Department of Epidemiology, National Alzheimer's Coordinating Center, University of Washington, Seattle, Washington.
Clinical Monitoring Research Program Directorate, Frederick National Laboratory for Cancer Research Sponsored by the National Cancer Institute, Frederick, Maryland.
J Neuropathol Exp Neurol. 2020 May 1;79(5):465-473. doi: 10.1093/jnen/nlaa014.
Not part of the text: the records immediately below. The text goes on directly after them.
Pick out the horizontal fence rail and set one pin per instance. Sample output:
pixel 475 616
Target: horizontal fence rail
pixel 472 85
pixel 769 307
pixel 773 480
It remains unclear what clinical features inform the accuracy of a clinical diagnosis of Alzheimer disease (AD). Data were obtained from the National Alzheimer's Coordinating Center to compare clinical and neuropathologic features among participants who did or did not have Alzheimer disease neuropathologic changes (ADNC) at autopsy. Participants (1854) had a clinical Alzheimer dementia diagnosis and ADNC at autopsy (Confirmed-AD), 204 participants had an AD diagnosis and no ADNC (AD-Mimics), and 253 participants had no AD diagnosis and ADNC (Unidentified-AD). Compared to Confirmed-AD participants, AD-Mimics had less severe cognitive impairment, while Unidentified-AD participants displayed more parkinsonian signs, depression, and behavioral problems. This study highlights the importance of developing a complete panel of biomarkers as a tool to inform clinical diagnoses, as clinical phenotypes that are typically associated with diseases other than AD may result in inaccurate diagnoses.
目前尚不清楚哪些临床特征能为阿尔茨海默病(AD)的临床诊断提供准确性。本研究的数据来自美国国家阿尔茨海默病协调中心,旨在比较尸检时存在或不存在阿尔茨海默病神经病理改变(ADNC)的参与者的临床和神经病理特征。参与者(1854 名)有临床阿尔茨海默病痴呆诊断和 ADNC(确诊 AD),204 名参与者有 AD 诊断但无 ADNC(AD 模拟物),253 名参与者无 AD 诊断但有 ADNC(未识别 AD)。与确诊 AD 参与者相比,AD 模拟物的认知障碍程度较轻,而未识别 AD 参与者表现出更多的帕金森症状、抑郁和行为问题。这项研究强调了开发完整的生物标志物组作为辅助临床诊断工具的重要性,因为与 AD 以外的疾病相关的临床表型可能导致诊断不准确。